Professor Balkin Edits Book on Obergefell v. Hodges

marriage equality SCOTUS
A crowd gathers at the U.S. Supreme Court after its ruling legalizing same-sex marriage in all 50 states was delivered on June 26, 2015. Rena Schild/Shutterstock.com

In his new book, What Obergefell v. Hodges Should Have Said: The Nation’s Top Legal Experts Rewrite America’s Same-Sex Marriage Decision (Yale University Press), Professor Jack M. Balkin and an all-star cast of legal scholars rewrite the Supreme Court’s landmark gay rights decision in Obergefell v. Hodges, which held that same-sex couples have the right to marry. The book features 11 opinions from authors who argue both for and against the constitutional right to same-sex marriage.

In addition to serving as Chief Justice of this imaginary Supreme Court, Balkin provides an extensive critical introduction to the case. He recounts the story of the gay rights litigation that ultimately led to Obergefell, explaining how courts respond to political mobilizations for new rights claims. Balkin argues that the social movement for gay rights and marriage equality is one of the most important recent examples of how legal arguments that were once dismissed as “off-the-wall” can later become established in American constitutional law through political struggle and legal imagination.

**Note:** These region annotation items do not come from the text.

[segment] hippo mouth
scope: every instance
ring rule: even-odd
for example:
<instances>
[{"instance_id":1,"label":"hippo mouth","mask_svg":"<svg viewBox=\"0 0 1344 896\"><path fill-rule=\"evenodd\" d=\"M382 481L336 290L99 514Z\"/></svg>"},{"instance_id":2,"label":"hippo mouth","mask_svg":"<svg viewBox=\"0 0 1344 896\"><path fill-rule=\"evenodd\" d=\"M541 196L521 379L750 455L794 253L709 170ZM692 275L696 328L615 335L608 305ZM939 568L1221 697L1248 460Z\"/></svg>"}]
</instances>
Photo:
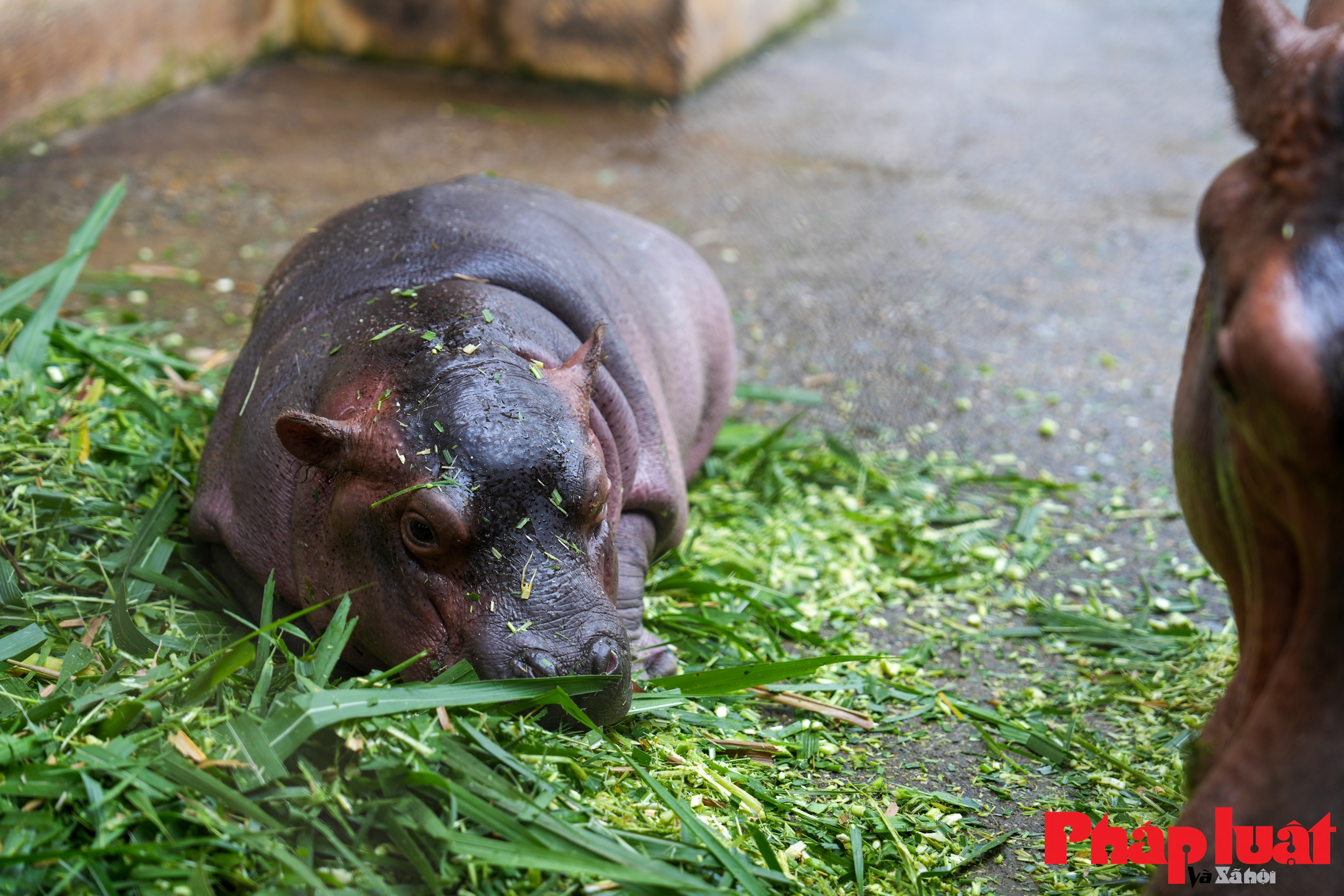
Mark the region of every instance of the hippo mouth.
<instances>
[{"instance_id":1,"label":"hippo mouth","mask_svg":"<svg viewBox=\"0 0 1344 896\"><path fill-rule=\"evenodd\" d=\"M590 638L579 650L570 656L556 656L542 647L524 647L500 664L500 669L489 669L499 674L482 674L491 678L550 678L558 676L610 676L612 681L594 693L577 695L574 703L595 725L616 724L630 711L633 682L630 676L630 646L626 638L601 634ZM540 717L550 729L577 724L559 707L550 707Z\"/></svg>"}]
</instances>

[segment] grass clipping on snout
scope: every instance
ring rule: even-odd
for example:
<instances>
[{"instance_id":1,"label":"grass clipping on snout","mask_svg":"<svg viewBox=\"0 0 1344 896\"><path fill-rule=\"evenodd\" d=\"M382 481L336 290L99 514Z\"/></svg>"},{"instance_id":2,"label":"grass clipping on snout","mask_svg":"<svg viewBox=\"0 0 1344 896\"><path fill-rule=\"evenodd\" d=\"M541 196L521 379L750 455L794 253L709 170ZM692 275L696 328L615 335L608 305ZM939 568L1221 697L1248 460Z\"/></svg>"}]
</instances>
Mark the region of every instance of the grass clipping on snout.
<instances>
[{"instance_id":1,"label":"grass clipping on snout","mask_svg":"<svg viewBox=\"0 0 1344 896\"><path fill-rule=\"evenodd\" d=\"M1016 801L1051 776L1067 803L1028 811L1169 823L1179 748L1235 664L1228 635L1120 617L1097 563L1078 604L1027 587L1078 494L730 424L649 575L677 690L555 733L542 707L601 681L333 681L345 604L294 656L293 621L258 631L187 539L223 372L198 375L153 325L4 310L0 333L35 321L48 340L0 382L0 892L992 892L1004 850L1039 861L1015 833L1039 822L1005 825L966 787ZM884 610L914 646L823 665L875 654ZM962 699L946 647L1011 650L1021 674L995 704ZM882 755L939 728L980 739L973 780L921 783ZM1141 870L1034 873L1086 892Z\"/></svg>"}]
</instances>

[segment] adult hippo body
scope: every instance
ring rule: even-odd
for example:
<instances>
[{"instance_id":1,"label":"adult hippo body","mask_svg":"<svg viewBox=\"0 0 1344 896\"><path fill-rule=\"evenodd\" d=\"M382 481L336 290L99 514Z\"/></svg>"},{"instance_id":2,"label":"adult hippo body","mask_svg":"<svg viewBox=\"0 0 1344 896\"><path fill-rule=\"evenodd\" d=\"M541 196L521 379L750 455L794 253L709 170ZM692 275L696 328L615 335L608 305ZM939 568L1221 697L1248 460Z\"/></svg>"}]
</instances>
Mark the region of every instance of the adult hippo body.
<instances>
[{"instance_id":1,"label":"adult hippo body","mask_svg":"<svg viewBox=\"0 0 1344 896\"><path fill-rule=\"evenodd\" d=\"M676 668L644 574L684 532L732 359L714 274L648 222L477 176L374 199L262 290L191 532L235 591L353 591L358 669L618 674L582 704L614 721L633 665Z\"/></svg>"},{"instance_id":2,"label":"adult hippo body","mask_svg":"<svg viewBox=\"0 0 1344 896\"><path fill-rule=\"evenodd\" d=\"M1344 809L1344 1L1312 0L1298 21L1278 0L1224 0L1219 48L1255 146L1200 208L1172 442L1239 664L1187 764L1177 826L1191 852L1150 892L1259 892L1185 872L1265 870L1273 854L1274 892L1341 893L1329 836Z\"/></svg>"}]
</instances>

Contributors to the book include Helen M. Alvaré, John A. Garver Professor of Jurisprudence William N. Eskridge Jr. ’78, Katherine Franke ’93 LL.M. ’98 J.S.D., Robert P. George, Sherif Girgis ’16, John C. Harrison ’80, Andrew Koppelman ’89, Melissa Murray ’02, Anne Urowsky Professor of Law Douglas NeJaime, Catherine Smith, Nicholas deB. Katzenbach Professor of Law Reva B. Siegel, and Jeremy Waldron.

Balkin is the Knight Professor of Constitutional Law and the First Amendment at Yale Law School. He is the founder and director of Yale’s Information Society Project, an interdisciplinary center that studies law and new information technologies. He also directs the Abrams Institute for Freedom of Expression, and the Knight Law and Media Program at Yale.